This says it all. In lieu of the past, you've got good reason to be 'paranoid' of her cheating once more.

How is this time different? and why should it be more disconcerting to you? Is it because her first infidelity was purely physical one, PA, with no emotional involvement?


----------



## Paranoid (Nov 5, 2011)

morituri said:


> This says it all. In lieu of the past, you've got good reason to be 'paranoid' of her cheating once more.
> 
> How is this time different? and why should it be more disconcerting to you? Is it because her first infidelity was purely physical one, PA, with no emotional involvement?


Exactly!
I am 99.9 sure she hasn't slept with this guy. (YET) I know for a fact she fantasizes about it & I'm tempted to tell her to go ahead & get it out of her system & then walk away from him for good.
Now that I called her on all the text messages I'm sure she will she has found some other way to stay in contact since there have only been 3-4 in the last 48hrs


----------



## morituri (Apr 1, 2011)

Paranoid said:


> Exactly! I am 99.9 sure she hasn't slept with this guy. (YET) I know for a fact she fantasizes about it & *I'm tempted to tell her to go ahead & get it out of her system & then walk away from him for good*.


 :wtf:

You do realize that very few women can compartmentalize sex from love, don't you? If she has budding feelings for him, sex will more than likely cement those feelings she has for him and just make it harder for her to let go of him.


----------



## bryanp (Aug 25, 2011)

I do not understand this. She cheated on you 10 years ago. You gave her the gift of forgiving which many men do not do it. It should have been quite clear that any emotional or physical cheating in the future would lead to an immediate divorce. 

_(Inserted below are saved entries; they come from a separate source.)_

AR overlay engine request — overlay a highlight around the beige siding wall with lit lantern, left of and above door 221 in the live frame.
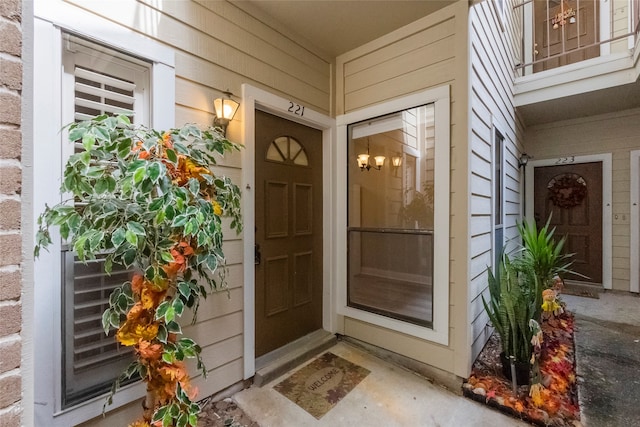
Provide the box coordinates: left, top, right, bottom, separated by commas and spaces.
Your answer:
60, 0, 332, 425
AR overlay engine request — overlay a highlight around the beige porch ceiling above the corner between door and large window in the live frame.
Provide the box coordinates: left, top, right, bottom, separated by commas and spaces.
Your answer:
233, 0, 455, 59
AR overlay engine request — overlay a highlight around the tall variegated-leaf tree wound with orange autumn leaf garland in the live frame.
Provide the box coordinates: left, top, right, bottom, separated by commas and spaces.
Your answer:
35, 115, 242, 427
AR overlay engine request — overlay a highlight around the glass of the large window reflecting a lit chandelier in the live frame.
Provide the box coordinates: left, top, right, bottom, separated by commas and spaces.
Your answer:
347, 103, 437, 328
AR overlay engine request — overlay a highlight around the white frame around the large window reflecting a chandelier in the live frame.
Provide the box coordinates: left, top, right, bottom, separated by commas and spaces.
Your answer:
335, 85, 451, 345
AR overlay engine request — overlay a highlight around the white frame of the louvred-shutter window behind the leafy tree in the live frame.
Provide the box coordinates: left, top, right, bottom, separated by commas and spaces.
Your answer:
31, 0, 175, 426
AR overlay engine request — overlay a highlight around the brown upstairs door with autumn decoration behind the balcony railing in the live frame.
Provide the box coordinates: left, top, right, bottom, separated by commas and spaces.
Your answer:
533, 0, 600, 72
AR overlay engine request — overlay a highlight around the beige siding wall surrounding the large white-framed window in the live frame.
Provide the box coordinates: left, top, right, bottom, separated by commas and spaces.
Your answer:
336, 2, 468, 376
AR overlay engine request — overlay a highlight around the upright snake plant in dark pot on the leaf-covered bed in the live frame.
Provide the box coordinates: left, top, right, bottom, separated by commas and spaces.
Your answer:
482, 255, 536, 384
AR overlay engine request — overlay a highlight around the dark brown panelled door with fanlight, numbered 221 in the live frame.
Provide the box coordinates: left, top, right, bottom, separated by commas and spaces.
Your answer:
255, 110, 322, 356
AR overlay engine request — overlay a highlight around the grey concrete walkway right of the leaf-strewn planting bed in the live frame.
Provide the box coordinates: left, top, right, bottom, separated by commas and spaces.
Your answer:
562, 291, 640, 427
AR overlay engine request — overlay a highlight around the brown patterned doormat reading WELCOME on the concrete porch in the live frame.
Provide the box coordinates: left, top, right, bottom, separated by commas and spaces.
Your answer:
273, 353, 369, 419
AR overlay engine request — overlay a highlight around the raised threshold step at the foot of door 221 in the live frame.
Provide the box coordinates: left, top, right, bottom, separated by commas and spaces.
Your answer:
253, 329, 338, 387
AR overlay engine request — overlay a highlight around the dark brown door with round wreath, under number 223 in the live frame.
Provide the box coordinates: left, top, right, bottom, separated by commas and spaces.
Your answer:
534, 162, 602, 286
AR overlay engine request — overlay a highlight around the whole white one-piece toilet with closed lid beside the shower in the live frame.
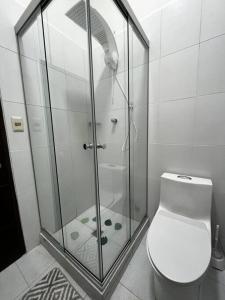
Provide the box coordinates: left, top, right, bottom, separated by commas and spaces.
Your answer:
146, 173, 212, 300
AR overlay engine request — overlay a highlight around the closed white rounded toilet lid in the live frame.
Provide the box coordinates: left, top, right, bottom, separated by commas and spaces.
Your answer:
146, 210, 211, 284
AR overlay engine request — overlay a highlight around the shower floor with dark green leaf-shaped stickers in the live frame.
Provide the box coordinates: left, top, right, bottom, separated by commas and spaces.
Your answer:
56, 205, 138, 276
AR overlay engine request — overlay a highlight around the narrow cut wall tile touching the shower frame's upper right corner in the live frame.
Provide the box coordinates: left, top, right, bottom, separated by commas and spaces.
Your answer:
141, 11, 161, 61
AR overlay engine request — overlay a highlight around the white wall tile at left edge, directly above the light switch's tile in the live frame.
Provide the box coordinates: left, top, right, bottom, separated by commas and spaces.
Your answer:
0, 47, 24, 102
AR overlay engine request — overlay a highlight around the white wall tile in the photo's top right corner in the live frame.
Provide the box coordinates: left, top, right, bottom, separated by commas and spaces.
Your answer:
201, 0, 225, 41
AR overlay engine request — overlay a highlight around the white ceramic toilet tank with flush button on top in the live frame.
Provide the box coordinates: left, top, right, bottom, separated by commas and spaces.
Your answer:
160, 173, 212, 219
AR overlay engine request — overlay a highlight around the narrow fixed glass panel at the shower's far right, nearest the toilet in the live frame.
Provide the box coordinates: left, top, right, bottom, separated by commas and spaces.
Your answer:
129, 24, 149, 234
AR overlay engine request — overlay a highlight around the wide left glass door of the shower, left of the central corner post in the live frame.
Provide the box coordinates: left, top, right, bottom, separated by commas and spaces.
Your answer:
42, 0, 99, 277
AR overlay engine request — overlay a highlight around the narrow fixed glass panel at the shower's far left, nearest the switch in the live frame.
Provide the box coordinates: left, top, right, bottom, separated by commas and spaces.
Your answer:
19, 14, 63, 245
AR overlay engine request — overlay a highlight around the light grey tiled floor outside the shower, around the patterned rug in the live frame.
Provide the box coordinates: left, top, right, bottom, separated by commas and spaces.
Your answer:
0, 233, 225, 300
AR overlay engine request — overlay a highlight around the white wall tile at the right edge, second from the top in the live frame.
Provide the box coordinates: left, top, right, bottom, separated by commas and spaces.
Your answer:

I hope I am wrong but I suspect because she got away with it before she feels she can get away with it again without consequences. What were her consequences when you caught her cheating before? The fact that you are dealing with this a possible second time is too much. If the roles were reversed do you think she would be so accepting and forgiving as you have been?


----------



## ReasonableMan (Oct 18, 2011)

Letting her sleep with him and then expecting her to walk away sounds like a disaster waiting to happen. I think as men sometimes we project our way of thinking onto our wives. I don't want to gender stereotype too much, but if we sleep with a woman once it could theoretically be "out of our system." I don't think that's the case with most women, but I could be wrong.


----------



## Chaparral (Jul 17, 2011)

Paranoid said:


> Exactly!
> I am 99.9 sure she hasn't slept with this guy. (YET) I know for a fact she fantasizes about it & I'm tempted to tell her to go ahead & get it out of her system & then walk away from him for good.
> Now that I called her on all the text messages I'm sure she will she has found some other way to stay in contact since there have only been 3-4 in the last 48hrs


You've lost your mind.


----------



## Chaparral (Jul 17, 2011)

At this point you should be doing every thing in your power to save both families.


----------



## sadcalifornian (Sep 18, 2011)

Plant VAR in her car !


----------



## Entropy3000 (May 11, 2011)

Paranoid said:


> Exactly!
> I am 99.9 sure she hasn't slept with this guy. (YET) I know for a fact she fantasizes about it & I'm tempted to tell her *to go ahead & get it out of her system* & then walk away from him for good.
> Now that I called her on all the text messages I'm sure she will she has found some other way to stay in contact since there have only been 3-4 in the last 48hrs


Very weak to give in to a woman to sleep with another man. That is by definition submitting to being cuckolded. You place your self under other men. Why would she not coninue with the more fit Alpha male or other males for that matter.


----------